Not everyone believes that bans on e-cigarette products will do much to combat the issue. Freshman jazz studies major Skyler Kern believes that neither of these bans will accomplish much good.
“I don’t really think that bans are going to stop anything,” Kern said. “Someone will make something that just takes the place of them regardless of if it’s banned or not.”
It is no secret that e-cigarettes have been gaining popularity quite rapidly in recent times. The industry has grown to be worth an estimated 19.3 billion dollars, and over 41 million people are using these products. Both of these numbers have seen a steep increase in recent years, and show no signs of slowing down.
“I think they’re pretty popular,” said sophomore accounting major Patrick Walton. “There’s at least a few people in each class that have an e-cig. A year or two ago is when e-cigarette popularity sparked.”
A main factor in the rise in popularity of e-cigarettes among teenagers, is that they are often advertised as a more trendy and less risky way to smoke. One of the main culprits of this style of advertising is Juul, a company that currently makes up around half of the e-cigarette market.
In an attempt to combat the misleading marketing tactics that companies like Juul have been employing, the U.S Food and Drug Administration (FDA) has been trying to crack down on e-cigarette product sales to minors.

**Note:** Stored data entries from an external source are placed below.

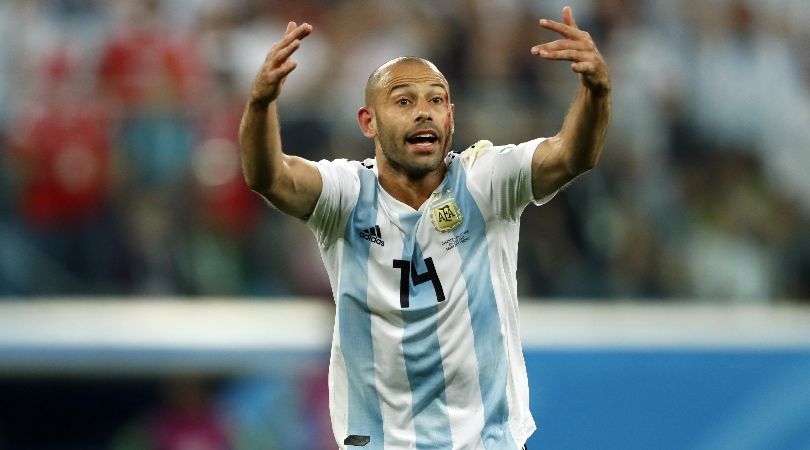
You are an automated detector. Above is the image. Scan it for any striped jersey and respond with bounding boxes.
[306,138,551,450]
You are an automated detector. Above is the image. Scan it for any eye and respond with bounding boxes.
[396,98,411,106]
[431,97,443,104]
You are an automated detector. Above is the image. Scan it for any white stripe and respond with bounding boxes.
[368,210,417,449]
[330,315,350,448]
[417,222,487,450]
[485,220,535,443]
[465,158,536,447]
[329,240,350,447]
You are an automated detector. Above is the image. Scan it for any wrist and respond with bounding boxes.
[581,81,610,99]
[248,97,272,111]
[582,75,610,97]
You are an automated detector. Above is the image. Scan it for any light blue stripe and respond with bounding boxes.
[451,164,518,450]
[399,212,453,450]
[338,169,384,448]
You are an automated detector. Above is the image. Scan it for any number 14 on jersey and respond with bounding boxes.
[392,258,446,308]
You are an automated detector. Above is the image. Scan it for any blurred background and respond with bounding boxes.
[0,0,809,449]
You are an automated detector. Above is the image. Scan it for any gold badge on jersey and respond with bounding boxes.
[430,195,463,232]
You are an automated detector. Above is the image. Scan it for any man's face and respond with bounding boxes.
[369,61,454,178]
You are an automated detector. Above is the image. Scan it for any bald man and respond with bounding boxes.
[239,7,610,450]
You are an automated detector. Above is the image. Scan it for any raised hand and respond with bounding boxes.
[532,6,609,94]
[248,21,313,107]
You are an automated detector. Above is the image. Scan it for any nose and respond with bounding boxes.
[414,99,432,122]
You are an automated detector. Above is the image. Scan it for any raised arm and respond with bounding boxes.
[239,21,322,220]
[529,6,611,199]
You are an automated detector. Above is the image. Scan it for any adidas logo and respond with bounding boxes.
[360,225,385,246]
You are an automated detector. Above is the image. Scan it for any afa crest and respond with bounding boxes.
[430,196,463,232]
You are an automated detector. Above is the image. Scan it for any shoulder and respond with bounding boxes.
[306,158,374,241]
[314,158,377,181]
[316,157,369,172]
[450,140,523,171]
[313,157,380,201]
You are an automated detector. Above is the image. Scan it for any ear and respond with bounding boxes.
[358,106,377,138]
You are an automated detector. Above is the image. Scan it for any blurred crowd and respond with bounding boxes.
[1,0,809,301]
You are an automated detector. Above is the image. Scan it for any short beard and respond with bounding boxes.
[379,133,452,180]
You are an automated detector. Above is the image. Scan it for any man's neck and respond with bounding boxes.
[377,162,446,211]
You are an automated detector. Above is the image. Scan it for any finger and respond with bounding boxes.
[536,48,589,62]
[538,18,581,40]
[531,39,589,55]
[562,6,578,29]
[275,23,312,50]
[271,39,302,67]
[284,21,297,35]
[269,59,298,80]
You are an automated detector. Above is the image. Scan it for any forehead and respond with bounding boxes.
[378,61,448,94]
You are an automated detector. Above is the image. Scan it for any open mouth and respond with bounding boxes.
[406,130,439,146]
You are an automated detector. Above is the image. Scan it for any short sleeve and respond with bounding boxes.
[306,159,360,248]
[461,137,554,222]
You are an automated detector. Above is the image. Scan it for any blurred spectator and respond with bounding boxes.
[98,0,206,110]
[12,51,111,230]
[94,0,209,294]
[98,0,206,188]
[6,47,128,294]
[179,73,261,295]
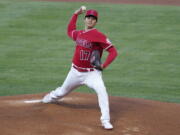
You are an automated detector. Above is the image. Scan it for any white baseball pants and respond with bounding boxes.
[48,66,110,123]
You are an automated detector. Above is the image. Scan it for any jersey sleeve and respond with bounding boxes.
[99,38,113,50]
[71,30,79,41]
[98,37,118,69]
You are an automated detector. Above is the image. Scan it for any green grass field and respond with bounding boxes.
[0,0,180,103]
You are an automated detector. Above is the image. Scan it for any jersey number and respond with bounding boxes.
[80,50,90,61]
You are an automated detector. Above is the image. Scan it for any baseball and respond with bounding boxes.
[81,6,86,11]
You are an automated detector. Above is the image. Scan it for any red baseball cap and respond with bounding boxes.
[85,9,98,20]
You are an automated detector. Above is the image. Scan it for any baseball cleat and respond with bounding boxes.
[102,121,113,130]
[42,93,57,103]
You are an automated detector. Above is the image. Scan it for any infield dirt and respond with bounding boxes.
[0,92,180,135]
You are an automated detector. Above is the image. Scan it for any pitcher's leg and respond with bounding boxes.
[84,70,112,128]
[96,86,113,129]
[96,84,110,122]
[42,67,82,103]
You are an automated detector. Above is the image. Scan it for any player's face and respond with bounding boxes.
[84,16,97,29]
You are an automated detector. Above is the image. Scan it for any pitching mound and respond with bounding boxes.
[0,92,179,135]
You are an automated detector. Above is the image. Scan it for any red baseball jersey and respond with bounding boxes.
[67,14,113,69]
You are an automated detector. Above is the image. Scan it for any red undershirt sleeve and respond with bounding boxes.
[67,13,78,41]
[102,46,118,69]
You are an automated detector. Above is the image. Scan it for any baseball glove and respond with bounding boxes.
[90,50,103,71]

Recently, the FDA issued a warning letter to Juul, and the FDA’s Acting Commissioner Ned Sharpless stated that Juul has unlawfully marketed their product as having a “reduced risk,” without demonstrating “with scientific evidence that their specific product… is less harmful than other tobacco products,” and that “these statements were made directly to children in school.”
The FDA is not alone in this viewpoint, as many people, including freshman math major Liam Busch, have caught on to Juul’s unlawful marketing practices.
“I believe that Juul has made an effort to market to minors,” said Busch after being shown some of Juul’s previously run ads.